Brote de Hepatitis A, Santiago de Cali, Colombia: un estudio de casos y controles pareado
Outbreak of hepatitis A in the municipality of Santiago de Cali, Colombia, 2019: a matched case-control study
Duban Quintero1, Gabriela Arturo2, Claudia Muñoz3, Paola León3, Oscar Pacheco3, Isneyda Cabezas4, Stella Murillo4
1Profesional en entrenamiento en epidemiología de campo -FETP Colombia. Vigilancia en Salud Pública, Secretaria Departamental de Salud del Cauca. 2Referente Hepatitis A. Grupo de Vigilancia del Comportamiento de los eventos de interés en salud pública. Secretaria de Salud Pública Municipal de Santiago de Cali, Colombia. 3Tutor programa en epidemiología de campo - FETP Colombia. Dirección de Vigilancia y Análisis de Riesgo en Salud Pública. Instituto Nacional de Salud. 4Profesional vigilancia en salud pública. Grupo de Vigilancia del Comportamiento de los eventos de interés en salud pública, Secretaria de Salud Pública Municipal de Santiago de Cali, Colombia
Correspondencia: Duban Quintero
E-mail: duban.quintero@saludcauca.gov.co
Objetivo: identificar fuentes de infección del agente causal, factores de riesgo y recomendar medidas de control y prevención.

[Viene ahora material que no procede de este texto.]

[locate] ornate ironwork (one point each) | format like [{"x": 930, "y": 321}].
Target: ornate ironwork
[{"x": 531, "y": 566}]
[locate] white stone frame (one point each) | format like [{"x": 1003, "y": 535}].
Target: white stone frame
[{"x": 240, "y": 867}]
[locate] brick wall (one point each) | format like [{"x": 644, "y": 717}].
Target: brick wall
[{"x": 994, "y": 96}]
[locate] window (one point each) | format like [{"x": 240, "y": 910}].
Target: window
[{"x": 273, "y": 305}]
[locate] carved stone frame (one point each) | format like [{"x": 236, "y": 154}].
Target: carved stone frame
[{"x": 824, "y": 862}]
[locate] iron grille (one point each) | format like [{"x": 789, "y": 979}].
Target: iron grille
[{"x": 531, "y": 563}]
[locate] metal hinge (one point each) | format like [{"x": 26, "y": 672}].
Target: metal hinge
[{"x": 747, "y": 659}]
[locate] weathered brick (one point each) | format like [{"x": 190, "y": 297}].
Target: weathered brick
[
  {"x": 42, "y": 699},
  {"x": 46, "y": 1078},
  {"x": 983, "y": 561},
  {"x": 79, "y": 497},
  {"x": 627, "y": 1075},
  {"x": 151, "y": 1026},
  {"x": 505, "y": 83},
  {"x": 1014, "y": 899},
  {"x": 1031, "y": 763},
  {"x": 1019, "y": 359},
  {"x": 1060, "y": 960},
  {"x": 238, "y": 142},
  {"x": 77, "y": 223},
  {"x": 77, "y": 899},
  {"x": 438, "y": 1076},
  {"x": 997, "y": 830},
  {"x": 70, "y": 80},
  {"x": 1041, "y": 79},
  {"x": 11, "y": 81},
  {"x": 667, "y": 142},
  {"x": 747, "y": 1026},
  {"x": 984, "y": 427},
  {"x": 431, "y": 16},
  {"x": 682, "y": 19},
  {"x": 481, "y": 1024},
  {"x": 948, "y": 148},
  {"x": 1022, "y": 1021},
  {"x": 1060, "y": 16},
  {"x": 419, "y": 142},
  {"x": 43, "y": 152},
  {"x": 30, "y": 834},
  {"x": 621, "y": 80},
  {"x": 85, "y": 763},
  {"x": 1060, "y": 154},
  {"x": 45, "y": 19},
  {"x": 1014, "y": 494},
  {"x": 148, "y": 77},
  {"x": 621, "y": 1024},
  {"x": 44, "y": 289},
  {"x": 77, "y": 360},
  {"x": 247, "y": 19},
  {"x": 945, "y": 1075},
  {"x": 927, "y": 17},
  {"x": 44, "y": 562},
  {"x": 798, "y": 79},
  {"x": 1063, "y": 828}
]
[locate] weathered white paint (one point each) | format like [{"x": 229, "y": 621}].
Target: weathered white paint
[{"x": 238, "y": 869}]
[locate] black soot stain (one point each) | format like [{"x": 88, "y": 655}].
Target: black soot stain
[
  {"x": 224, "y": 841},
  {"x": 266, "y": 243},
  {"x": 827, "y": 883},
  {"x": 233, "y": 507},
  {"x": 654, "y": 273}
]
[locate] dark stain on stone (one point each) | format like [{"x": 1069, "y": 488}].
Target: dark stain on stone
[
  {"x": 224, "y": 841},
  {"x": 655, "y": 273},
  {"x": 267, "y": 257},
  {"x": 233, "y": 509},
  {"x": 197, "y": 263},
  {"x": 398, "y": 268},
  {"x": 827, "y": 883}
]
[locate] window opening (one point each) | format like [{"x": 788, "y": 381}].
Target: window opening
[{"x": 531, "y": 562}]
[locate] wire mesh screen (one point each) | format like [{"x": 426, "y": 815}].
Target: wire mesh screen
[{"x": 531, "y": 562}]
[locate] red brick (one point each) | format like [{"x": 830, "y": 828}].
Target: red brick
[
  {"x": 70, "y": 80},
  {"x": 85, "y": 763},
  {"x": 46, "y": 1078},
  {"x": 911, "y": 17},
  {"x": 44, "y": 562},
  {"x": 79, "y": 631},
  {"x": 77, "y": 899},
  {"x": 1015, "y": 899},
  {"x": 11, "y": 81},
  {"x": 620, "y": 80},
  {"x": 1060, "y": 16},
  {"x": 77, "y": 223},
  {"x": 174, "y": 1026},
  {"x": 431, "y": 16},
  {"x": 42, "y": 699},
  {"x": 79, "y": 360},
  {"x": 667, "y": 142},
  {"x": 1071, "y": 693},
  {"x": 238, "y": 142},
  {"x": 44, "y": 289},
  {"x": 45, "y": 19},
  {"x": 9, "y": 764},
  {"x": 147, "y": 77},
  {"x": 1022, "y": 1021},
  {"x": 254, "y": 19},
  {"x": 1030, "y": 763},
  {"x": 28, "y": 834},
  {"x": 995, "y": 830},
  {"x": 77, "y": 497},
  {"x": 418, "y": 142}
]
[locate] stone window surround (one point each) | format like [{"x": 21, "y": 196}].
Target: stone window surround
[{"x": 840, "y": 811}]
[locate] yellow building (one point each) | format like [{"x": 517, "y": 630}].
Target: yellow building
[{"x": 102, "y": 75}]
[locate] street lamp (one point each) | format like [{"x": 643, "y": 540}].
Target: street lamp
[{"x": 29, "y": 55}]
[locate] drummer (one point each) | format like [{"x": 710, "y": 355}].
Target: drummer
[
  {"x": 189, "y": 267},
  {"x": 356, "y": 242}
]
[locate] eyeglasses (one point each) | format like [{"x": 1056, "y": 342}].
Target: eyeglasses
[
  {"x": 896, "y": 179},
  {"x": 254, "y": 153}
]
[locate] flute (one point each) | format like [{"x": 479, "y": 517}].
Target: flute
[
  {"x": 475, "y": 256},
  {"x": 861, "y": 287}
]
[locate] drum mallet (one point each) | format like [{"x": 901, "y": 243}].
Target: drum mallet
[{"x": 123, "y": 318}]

Material y método: Estudio de brote en Santiago de Cali con diseño descriptivo y de casos y controles pareados. Fueron revisados datos de vigilancia hasta la semana epidemiológica 32 de 2019. Se realizó detección molecular del virus. Se parearon 41 casos y controles por barrio. Se realizó curva epidémica, distribución de frecuencias,medidas de tendencia central y dispersión, tasas de ataque, Odds Ratio (IC 95%, p<0,05) y regresión logística.
Resultados: Se notificaron 374 casos y 174 mediante búsqueda activa. El 63,1% fueron hombres, mediana de edad 26 (RIQ:19-36). La tasa de ataque fue 15/100.000 habitantes. Se identificó genotipo I subgenotipo A. Principales síntomas: ictericia, malestar general, anorexia 93% (38/41) y coluria 90% (37/41). Se identificaron factores de riesgo: ser hombre (OR:4,18; IC95%:1,66-10,56), comer alimentos en establecimientos ambulantes (OR:3,60;IC95%: 1,33-9,69) y asistir más de cinco horas a instituciones con alta concentración de personas como escuelas y batallones (OR:12,48; IC95%: 2,63-58,99). Se realizaron acciones de control a nivel intersectorial.
Conclusiones: Se confirmó brote de hepatitis A. El principal factor de riesgo fue asistir a instituciones cerradas. Se requiere fortalecer acciones integrales para disminuir cadena de transmisión.
Material and methods: Outbreak study and matched case-control study. Surveillance data was reviewed. We conducted molecular detection of the virus. Forty-one cases and controls were matched by neighbourhood. Epidemic curve, frequency distribution, measures of central tendency and dispersion, attack rates, Odds Ratio and logistic regression were calculated.
Results: 374 cases were reported by routine surveillance and 147 by active search. 63.1% were men, median age 26. Attack rate was 15 per 100,000 inhabitants. Genotype I sub-genotype A was identified. Symptoms: jaundice,malaise, anorexia 93% (38/41); coluria 90% (37/41). Risk factors were identified: being male (OR:4,18; IC95%:1,66-10,56); eating from street food vendors (OR:3,60; IC95%: 1,33-9,69) and to reside in overcrowded facilities (OR:12,48;IC95%: 2,63-58,99). Control actions were carried out at the intersectoral level.
Conclusions: An outbreak of hepatitis A was confirmed. The main risk factor is overcrowding housing. It is necessary to strengthen integral actions to stop the chain of transmission.